Aurora City Council holds consideration of new tattoo license

Aurora City Council holds consideration of new tattoo license

An Aurora City Council committee this week held consideration of an ordinance amendment that also puts on hold a new tattoo establishment.

Aldermen on the Public Health, Safety and Transportation Committee on Tuesday decided they did not have enough information to amend the city code on Tattoo and Body Art Establishments to add space for another tattoo license.

Currently, the ordinance allows a maximum of four licenses, and the proposal before the committee was to expand that to a maximum of five licenses.

Expanding the number of licenses would allow another tattoo establishment to open. Randy Rodriguez already has paid for and done his due diligence to get a license for his Paradise Tattoo at 559 High St., officials said.

But officials cannot issue the license until the City Council expands the number of allowed licenses to five from four, said Lisa Zepeda, manager of revenue collection for the city.

“We currently have four, we need to make it five,” she told committee members. “I cannot approve (the license) yet because it needs a fifth license.”

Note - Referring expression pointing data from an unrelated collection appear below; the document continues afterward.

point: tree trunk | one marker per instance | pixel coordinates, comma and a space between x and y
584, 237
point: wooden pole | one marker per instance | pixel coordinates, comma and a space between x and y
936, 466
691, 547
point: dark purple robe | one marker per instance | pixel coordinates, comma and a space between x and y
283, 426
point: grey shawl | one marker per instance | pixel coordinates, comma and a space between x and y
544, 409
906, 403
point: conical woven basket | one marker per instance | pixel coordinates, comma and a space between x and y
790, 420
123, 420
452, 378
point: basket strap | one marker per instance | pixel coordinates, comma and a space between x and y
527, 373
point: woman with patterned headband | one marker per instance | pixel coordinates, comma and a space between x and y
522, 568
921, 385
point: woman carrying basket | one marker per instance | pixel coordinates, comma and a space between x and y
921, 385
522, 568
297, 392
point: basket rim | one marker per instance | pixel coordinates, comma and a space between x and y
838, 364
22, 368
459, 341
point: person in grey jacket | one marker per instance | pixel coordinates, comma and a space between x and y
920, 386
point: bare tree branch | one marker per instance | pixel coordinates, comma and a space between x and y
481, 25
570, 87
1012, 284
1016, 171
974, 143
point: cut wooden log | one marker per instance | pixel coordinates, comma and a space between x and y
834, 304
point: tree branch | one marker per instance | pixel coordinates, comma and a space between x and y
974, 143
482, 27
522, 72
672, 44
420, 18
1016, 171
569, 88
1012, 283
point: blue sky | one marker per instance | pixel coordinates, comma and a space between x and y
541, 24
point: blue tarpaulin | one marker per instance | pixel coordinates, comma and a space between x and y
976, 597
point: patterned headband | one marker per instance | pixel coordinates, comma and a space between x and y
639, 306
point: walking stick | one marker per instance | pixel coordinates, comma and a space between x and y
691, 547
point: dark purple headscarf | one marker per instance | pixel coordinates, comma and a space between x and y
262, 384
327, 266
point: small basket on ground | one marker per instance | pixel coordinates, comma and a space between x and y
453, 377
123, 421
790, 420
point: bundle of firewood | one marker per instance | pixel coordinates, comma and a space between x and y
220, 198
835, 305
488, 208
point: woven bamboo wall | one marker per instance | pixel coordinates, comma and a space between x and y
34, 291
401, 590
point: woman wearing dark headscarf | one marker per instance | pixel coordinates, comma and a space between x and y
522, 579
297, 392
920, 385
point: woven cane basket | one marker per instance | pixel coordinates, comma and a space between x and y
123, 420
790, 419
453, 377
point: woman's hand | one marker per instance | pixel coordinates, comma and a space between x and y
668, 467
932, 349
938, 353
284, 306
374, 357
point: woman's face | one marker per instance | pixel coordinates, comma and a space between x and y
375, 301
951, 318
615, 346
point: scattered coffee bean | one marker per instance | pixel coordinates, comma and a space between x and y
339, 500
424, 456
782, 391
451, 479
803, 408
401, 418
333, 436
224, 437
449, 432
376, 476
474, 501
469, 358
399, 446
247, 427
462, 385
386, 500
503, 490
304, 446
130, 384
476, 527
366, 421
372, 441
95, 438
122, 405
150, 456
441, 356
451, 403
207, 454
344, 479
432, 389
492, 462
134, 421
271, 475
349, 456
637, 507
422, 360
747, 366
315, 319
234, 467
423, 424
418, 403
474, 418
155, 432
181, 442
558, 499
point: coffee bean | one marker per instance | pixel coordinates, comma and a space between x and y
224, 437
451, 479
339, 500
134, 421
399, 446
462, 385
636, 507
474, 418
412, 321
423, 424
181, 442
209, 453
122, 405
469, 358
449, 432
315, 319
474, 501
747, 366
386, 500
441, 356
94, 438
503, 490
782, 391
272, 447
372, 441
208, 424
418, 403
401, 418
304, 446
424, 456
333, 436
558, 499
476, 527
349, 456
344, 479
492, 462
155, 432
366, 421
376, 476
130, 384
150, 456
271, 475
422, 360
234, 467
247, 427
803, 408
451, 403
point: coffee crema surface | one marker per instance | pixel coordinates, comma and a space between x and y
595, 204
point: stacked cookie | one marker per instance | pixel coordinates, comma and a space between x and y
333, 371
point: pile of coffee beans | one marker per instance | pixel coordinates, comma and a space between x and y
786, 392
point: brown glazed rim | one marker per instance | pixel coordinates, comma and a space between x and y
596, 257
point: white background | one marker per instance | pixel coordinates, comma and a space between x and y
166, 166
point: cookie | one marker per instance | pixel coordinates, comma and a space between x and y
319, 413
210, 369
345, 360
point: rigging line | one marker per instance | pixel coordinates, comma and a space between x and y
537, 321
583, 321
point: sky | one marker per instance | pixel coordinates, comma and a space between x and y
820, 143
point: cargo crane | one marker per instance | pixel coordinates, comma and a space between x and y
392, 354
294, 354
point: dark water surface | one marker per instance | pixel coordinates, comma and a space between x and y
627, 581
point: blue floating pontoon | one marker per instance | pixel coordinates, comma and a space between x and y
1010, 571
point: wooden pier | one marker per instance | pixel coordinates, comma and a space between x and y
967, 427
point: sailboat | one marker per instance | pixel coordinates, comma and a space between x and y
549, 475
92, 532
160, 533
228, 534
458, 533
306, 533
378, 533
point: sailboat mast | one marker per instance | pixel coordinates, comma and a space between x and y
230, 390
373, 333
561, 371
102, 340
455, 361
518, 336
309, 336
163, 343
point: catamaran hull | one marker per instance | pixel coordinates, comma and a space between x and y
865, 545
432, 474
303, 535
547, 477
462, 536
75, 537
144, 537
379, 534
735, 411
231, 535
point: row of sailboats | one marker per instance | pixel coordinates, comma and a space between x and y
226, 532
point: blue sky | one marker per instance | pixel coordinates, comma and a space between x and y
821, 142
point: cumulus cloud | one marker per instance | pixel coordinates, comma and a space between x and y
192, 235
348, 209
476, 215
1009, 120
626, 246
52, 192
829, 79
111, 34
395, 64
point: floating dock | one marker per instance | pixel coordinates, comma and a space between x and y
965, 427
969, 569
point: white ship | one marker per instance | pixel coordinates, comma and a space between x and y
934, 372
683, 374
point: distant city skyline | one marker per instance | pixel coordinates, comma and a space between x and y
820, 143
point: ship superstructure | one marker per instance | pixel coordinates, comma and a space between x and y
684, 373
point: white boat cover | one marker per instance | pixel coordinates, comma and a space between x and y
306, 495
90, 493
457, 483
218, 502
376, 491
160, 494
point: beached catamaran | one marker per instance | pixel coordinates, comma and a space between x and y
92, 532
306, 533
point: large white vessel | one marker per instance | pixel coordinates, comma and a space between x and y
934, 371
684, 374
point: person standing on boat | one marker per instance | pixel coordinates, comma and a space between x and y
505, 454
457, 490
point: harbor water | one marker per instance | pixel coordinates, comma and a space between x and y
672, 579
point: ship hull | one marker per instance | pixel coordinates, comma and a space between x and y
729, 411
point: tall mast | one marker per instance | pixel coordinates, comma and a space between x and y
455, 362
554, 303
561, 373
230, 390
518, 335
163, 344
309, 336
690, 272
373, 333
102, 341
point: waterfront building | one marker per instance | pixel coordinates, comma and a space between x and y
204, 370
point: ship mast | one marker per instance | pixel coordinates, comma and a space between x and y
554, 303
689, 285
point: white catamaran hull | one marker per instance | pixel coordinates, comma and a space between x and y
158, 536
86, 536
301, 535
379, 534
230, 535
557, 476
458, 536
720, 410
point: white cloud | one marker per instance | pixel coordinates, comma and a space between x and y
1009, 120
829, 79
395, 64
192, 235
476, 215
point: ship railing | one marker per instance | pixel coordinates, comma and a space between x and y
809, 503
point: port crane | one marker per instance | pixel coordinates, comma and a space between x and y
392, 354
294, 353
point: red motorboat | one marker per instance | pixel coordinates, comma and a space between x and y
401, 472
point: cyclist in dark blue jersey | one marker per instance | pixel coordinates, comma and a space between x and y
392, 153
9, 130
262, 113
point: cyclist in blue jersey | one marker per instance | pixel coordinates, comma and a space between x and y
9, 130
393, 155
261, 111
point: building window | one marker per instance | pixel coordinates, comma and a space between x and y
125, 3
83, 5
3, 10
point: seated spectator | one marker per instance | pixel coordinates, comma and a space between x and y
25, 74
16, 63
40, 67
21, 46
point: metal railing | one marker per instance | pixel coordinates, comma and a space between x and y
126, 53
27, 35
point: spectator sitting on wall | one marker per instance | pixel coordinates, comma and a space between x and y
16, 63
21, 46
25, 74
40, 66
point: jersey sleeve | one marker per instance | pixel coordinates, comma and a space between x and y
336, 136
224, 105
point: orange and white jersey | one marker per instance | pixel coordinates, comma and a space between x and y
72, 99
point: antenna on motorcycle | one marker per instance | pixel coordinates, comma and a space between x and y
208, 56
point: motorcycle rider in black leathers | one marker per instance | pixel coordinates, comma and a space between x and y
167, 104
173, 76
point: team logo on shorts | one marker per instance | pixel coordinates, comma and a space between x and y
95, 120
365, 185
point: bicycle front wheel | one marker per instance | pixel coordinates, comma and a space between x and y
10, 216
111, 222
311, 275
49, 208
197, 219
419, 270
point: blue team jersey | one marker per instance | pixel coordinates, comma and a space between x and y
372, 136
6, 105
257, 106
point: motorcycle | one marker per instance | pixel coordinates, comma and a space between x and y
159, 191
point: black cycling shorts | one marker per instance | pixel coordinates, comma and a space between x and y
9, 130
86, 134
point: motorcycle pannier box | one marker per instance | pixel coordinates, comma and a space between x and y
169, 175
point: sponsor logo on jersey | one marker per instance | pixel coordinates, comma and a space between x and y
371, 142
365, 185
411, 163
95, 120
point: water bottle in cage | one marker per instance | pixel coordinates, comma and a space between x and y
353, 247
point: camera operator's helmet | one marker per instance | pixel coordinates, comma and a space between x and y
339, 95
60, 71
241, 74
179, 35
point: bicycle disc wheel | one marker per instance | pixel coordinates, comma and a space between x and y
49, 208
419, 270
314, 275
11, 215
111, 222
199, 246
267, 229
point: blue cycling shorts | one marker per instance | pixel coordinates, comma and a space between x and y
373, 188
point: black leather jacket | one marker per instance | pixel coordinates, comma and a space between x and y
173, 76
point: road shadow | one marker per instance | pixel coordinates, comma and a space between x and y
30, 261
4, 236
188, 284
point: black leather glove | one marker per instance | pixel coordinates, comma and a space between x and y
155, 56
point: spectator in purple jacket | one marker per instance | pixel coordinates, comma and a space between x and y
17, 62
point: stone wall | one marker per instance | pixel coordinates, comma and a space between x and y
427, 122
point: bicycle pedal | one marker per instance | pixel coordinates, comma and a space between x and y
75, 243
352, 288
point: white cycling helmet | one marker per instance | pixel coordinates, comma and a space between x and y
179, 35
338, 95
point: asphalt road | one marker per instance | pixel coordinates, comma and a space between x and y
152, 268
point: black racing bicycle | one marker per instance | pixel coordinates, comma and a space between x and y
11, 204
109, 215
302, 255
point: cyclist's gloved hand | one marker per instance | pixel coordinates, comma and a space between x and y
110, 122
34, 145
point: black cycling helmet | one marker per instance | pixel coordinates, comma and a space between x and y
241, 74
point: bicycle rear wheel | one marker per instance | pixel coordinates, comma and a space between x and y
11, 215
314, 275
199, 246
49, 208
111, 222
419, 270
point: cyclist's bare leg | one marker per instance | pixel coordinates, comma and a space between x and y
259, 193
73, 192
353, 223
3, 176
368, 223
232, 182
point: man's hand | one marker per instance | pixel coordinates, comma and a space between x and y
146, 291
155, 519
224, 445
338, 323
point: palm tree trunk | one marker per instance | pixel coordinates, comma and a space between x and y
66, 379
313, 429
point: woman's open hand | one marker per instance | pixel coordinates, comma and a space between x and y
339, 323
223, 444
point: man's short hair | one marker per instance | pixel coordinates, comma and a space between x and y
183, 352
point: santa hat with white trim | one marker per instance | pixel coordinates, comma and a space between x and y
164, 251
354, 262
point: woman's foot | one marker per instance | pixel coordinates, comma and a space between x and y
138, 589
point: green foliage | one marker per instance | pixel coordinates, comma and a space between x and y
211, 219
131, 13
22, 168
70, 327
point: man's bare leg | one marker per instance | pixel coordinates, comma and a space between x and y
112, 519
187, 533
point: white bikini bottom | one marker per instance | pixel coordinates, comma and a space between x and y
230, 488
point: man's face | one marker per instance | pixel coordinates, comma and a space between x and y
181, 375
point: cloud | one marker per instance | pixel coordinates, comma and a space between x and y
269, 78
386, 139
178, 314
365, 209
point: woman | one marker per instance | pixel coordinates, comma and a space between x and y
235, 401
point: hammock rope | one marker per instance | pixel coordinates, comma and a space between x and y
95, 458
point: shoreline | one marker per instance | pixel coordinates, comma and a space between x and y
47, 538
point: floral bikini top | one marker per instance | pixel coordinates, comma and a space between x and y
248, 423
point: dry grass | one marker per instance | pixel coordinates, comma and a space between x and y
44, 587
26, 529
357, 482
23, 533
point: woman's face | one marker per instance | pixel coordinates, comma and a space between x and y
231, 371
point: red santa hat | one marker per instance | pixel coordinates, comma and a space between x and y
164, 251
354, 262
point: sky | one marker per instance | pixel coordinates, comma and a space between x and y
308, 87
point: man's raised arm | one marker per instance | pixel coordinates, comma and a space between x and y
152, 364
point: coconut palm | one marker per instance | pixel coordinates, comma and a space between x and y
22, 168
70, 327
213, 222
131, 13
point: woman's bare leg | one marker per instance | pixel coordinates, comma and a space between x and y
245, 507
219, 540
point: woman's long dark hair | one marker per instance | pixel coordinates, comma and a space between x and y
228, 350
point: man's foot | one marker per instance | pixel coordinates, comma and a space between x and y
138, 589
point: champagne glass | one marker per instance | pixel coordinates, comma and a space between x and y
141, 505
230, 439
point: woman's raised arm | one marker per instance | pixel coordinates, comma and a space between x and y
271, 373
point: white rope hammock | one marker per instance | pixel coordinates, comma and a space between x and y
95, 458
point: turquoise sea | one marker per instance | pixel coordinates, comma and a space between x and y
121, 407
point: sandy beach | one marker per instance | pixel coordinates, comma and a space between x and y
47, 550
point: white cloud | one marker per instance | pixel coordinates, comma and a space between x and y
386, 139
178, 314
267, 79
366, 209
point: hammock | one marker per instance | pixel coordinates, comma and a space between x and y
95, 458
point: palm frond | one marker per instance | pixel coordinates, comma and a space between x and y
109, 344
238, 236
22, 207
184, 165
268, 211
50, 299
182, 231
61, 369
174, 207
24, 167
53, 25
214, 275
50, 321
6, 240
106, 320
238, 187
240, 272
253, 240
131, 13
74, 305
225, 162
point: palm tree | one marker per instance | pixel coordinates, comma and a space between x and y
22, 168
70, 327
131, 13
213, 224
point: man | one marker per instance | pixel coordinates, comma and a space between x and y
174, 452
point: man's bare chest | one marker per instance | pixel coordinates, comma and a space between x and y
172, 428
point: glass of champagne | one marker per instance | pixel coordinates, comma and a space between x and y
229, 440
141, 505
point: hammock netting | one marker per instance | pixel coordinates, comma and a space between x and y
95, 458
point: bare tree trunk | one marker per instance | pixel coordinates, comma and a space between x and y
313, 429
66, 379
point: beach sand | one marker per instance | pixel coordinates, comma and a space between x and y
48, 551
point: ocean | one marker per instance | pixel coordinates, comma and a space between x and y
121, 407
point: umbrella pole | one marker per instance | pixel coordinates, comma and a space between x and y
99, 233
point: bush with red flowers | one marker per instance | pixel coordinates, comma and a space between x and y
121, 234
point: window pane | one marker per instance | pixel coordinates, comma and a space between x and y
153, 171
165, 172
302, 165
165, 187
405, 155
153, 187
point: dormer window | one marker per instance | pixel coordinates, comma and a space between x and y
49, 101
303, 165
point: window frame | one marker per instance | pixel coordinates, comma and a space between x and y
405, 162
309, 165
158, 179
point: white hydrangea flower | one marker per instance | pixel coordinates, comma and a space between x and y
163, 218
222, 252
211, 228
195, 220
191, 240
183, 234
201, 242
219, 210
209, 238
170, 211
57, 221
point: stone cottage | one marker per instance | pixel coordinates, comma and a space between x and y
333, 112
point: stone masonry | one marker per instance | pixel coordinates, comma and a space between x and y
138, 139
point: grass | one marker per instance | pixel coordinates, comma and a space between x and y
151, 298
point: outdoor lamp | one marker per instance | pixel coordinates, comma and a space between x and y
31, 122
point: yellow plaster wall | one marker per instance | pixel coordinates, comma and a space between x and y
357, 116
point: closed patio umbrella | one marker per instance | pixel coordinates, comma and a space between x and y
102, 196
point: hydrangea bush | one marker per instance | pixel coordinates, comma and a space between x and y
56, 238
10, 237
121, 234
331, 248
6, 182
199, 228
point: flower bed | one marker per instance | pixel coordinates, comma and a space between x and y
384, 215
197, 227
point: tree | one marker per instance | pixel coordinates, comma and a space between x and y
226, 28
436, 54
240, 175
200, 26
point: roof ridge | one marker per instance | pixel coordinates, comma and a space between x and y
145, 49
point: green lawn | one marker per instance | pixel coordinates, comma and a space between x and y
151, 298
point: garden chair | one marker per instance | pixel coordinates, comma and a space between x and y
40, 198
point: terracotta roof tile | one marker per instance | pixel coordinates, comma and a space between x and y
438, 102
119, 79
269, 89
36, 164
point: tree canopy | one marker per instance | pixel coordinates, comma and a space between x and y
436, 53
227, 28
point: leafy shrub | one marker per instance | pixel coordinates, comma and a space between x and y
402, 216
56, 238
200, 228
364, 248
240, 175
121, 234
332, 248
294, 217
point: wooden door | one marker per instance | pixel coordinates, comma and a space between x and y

The city in 2022 expanded the number of tattoo licenses allowed from two to four, doing so because at the time there were already four tattoo establishments in the city. Two of them had been grandfathered in under a 2012 ordinance that set the maximum number of licenses to two, even though there were four establishments.

Two of them were grandfathered, but when the city updated its tattoo and body art code in 2022, they changed it to a maximum of four licenses.

Jennifer Stallings, city clerk, said Rodriguez’s application meets the criteria to establish the tattoo facility.

Part of the ordinance changes in 2022 required that tattoo establishments be at least a half-mile apart from each other. Aldermen said they were unsure if the proposal for the High Street place would meet that.

In moving to hold consideration of increasing the number of allowed tattoo licenses at the committee level, Ald. Juan Garza, 2nd Ward, said City Council members “need more information.”